チャートの理論を売買の実践でどう活かすか
これまで株価チャートに関する本を数冊執筆してきました。いずれも、チャートの理論を紹介するテキスト的な内容でしたが、本書「<株>ケイ線・チャートで儲けるしくみ」はこれまでとは異なる展開を試みています。チャートの見方の基本はもちろん紹介していますが、テキストというよりも、本書は読み物に近い実用書です。
テーマは、「チャートの理論を売買の実践にどう活かすか」。つまり、その理論を利益に結びつけるためには、チャートのどこを見て、売買のどんなシーンでそれをどう使えばいいのか、です。

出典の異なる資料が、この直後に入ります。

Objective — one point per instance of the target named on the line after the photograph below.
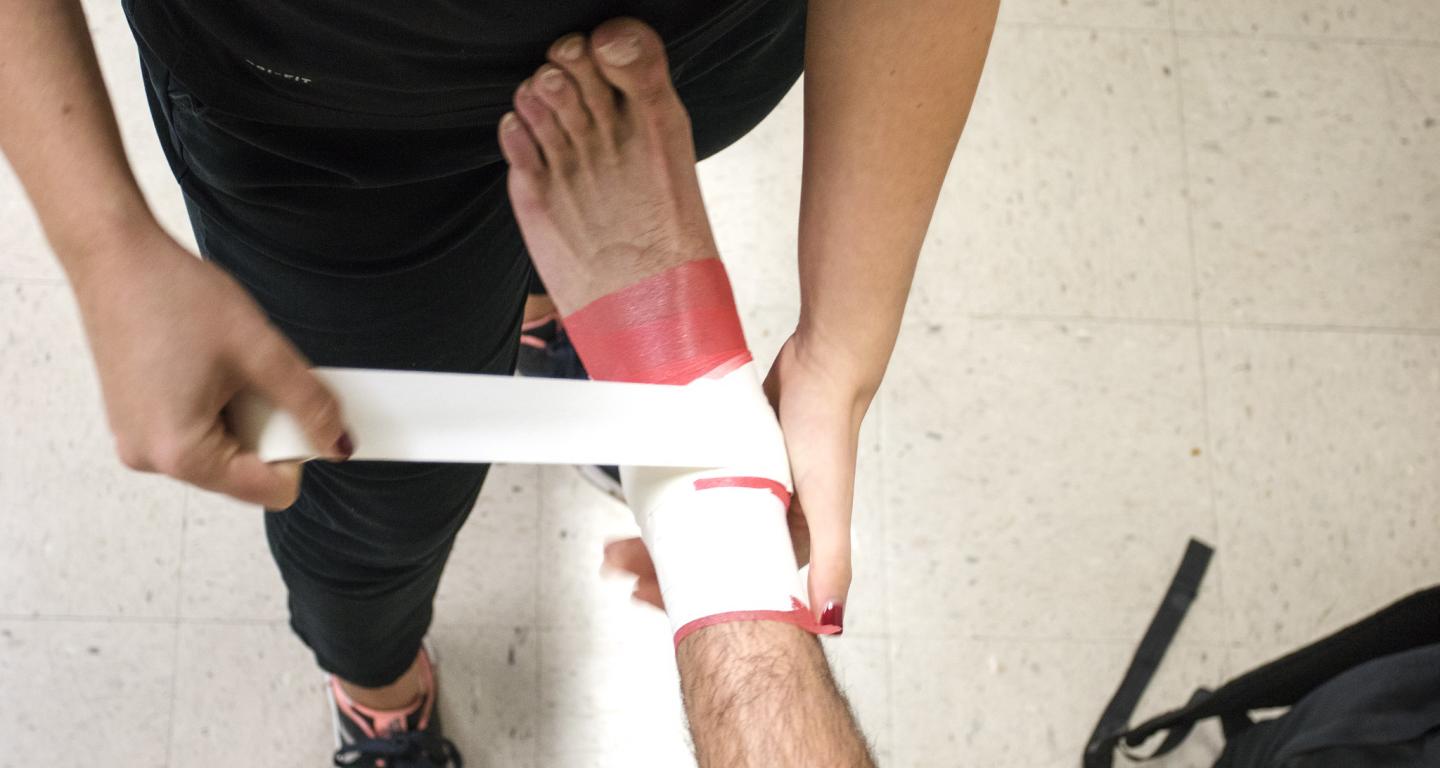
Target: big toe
(632, 58)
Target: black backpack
(1367, 696)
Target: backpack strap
(1115, 721)
(1406, 624)
(1403, 626)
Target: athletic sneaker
(547, 353)
(401, 738)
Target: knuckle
(174, 458)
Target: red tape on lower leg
(763, 483)
(798, 615)
(673, 327)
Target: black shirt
(382, 64)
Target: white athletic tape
(719, 552)
(401, 415)
(740, 532)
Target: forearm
(761, 693)
(887, 90)
(59, 133)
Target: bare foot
(602, 166)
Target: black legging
(396, 248)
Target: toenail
(552, 79)
(570, 49)
(621, 51)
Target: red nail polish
(344, 447)
(834, 615)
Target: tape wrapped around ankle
(719, 536)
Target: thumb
(828, 525)
(277, 371)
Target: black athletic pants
(398, 249)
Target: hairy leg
(761, 693)
(604, 186)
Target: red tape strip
(798, 615)
(762, 483)
(673, 327)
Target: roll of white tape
(402, 415)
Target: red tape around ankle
(673, 327)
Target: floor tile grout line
(1293, 38)
(174, 664)
(1200, 329)
(101, 618)
(1301, 327)
(542, 515)
(1175, 322)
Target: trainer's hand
(821, 404)
(176, 339)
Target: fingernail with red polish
(834, 615)
(344, 447)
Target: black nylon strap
(1115, 721)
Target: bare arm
(58, 131)
(761, 693)
(173, 337)
(887, 90)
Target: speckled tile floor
(1184, 280)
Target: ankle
(537, 306)
(402, 693)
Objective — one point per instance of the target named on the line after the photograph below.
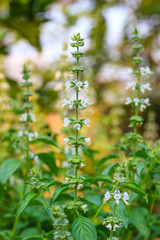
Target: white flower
(78, 84)
(84, 207)
(66, 122)
(30, 136)
(131, 85)
(65, 164)
(136, 101)
(31, 155)
(145, 86)
(70, 103)
(82, 165)
(145, 71)
(30, 115)
(77, 126)
(68, 85)
(117, 196)
(85, 102)
(36, 134)
(85, 85)
(130, 70)
(65, 102)
(88, 140)
(73, 150)
(107, 196)
(66, 180)
(115, 226)
(36, 158)
(80, 186)
(146, 101)
(142, 107)
(20, 134)
(128, 100)
(23, 117)
(66, 140)
(86, 121)
(109, 226)
(125, 198)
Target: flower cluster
(117, 196)
(31, 135)
(36, 180)
(76, 161)
(140, 74)
(112, 223)
(60, 223)
(139, 86)
(71, 103)
(27, 117)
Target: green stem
(98, 211)
(47, 205)
(135, 126)
(111, 232)
(77, 98)
(27, 145)
(151, 208)
(14, 228)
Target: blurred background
(38, 32)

後々になってチャートを見れば、確かに理論が示す通り、上昇局面の初期段階には強気パターンが現れ、下降局面の初期段階には弱気パターンが現れています。ならば、そのパターン通りにポジションを取ればラクラク儲かるはずですが、実際にはそうはいきません。それは何故か。チャート分析の目的である「継続するトレンドの中でより有利に取引する」ことを目指すにはどうすればよいのか。チャートの理論の原点に立ち戻って考察しています。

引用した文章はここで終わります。